Lutz concluded her piece by saying how:
NBC's Bob Costas referenced Whitlock's column during the Sunday Night Football broadcast and went into his own gun control rant. He stated that tragedies like this give us the opportunity to "put things in perspective." For him, that "perspective" is gun control.
It's not Whitlock and Costas' opinions that offend me. It's the fact that they exploited a tragedy to bring light to their own agendas. Can we please let the families grieve before we decide to politicize what they are going through? Can we turn to prayer instead of politics? In this world, perhaps not anymore. All too often, liberal commentators take gun violence as an opportunity to blame an inanimate object for a human decision. It's all indicative of the decline of personal responsibility in this nation. Perhaps it should not come as a surprise to me anymore, but I'm still offended.
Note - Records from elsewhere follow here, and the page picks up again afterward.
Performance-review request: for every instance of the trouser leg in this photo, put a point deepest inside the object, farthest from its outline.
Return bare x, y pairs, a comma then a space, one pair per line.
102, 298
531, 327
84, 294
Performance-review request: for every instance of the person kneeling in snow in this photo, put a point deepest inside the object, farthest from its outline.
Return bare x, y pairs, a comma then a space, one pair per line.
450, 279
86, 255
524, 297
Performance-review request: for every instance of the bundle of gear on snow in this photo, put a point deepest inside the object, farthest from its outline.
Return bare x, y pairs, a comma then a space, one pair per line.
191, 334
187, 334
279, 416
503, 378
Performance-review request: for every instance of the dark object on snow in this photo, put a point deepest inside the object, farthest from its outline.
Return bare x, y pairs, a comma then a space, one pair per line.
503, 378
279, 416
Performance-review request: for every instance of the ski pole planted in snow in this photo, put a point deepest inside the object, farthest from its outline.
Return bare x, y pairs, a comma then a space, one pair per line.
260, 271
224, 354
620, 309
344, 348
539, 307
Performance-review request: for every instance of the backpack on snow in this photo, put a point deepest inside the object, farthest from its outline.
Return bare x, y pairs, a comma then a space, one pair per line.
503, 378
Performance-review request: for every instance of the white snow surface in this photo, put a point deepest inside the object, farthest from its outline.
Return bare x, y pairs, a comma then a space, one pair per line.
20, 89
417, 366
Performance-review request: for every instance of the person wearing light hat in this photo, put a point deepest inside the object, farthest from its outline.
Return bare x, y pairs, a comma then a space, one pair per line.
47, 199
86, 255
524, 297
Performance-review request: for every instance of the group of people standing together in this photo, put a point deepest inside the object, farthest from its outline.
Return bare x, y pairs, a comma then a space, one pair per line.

Using someone's murder to talk about your personal opinion isn' just wrong, it's downright selfish and disrespectful.
However, we are dealing with, and I'm sure Amy would agree, a core-less group of individuals who lust for such events to advance their political agenda. Sadly, the gun control crowd must have missed the 2000 election where the debate was virtually settled, and conservatives emerged victorious.
Nevertheless, I can't help but think that this foray into the gun control debate is just another liberal ploy to consolidate the women's vote. Women tend to be more sympathetic to curbing our Second Amendment freedoms, thus another slicing of the electorate before the 2014 elections has possibly begun.
I think conservatives should pray for the families of Belcher and his girlfriend to show that we aren't going to dabble in this sort of depraved behavior to score political points. I'm not worried about the fallout from these two clowns' commentary on guns. The American people are dead-set against tougher gun laws, but that doesn't mean we slack off when it comes to anti-gun representatives in Washington.
In the meantime, Bob Costas said that his 90 second commentary during halftime last Sunday night was a "mistake."
“My mistake is I left it open for too much miscommunication,” Costas said in a lengthy interview on “The Dan Patrick Show. The 90-second weekly spot, he said, doesn’t offer enough time in which to adequately discuss the issue of “the football culture, the gun culture, domestic violence.”
Then, why did you open your mouth, Bob? This isn't ABC's This Week. It's Sunday Night Football. The Olbermann-ization of sports is becoming rather absurd, and tragically idiotic. Costas' worst part of his lecture was his insufferable knowingness that "if Jovan Belcher didn’t possess a gun, he and Kasandra Perkins [Belcher's girlfriend] would both be alive today.” Well, that's pure drivel.
Despite the fact that most violence from domestic disturbances comes from someone's hands, what if Belcher didn't have a gun. Belcher would have beaten her, stabbed her, or suffocated her to death. Humans possess a rather macabre sense in how to eliminate one another Yet, that's ok – because a gun isn't involved in any of those egregious scenarios. It's not exciting enough to put to print. That's liberal logic.
Not only should we avoid politicizing these horrible events, sports journalists steer away from the political iceberg, which sunk Keith Olbermann's career. So, Costas and Whitlock, who are temporarily BFFs, let's take a chill pill on the gun rhetoric. It just makes you look like the John Madden of politics.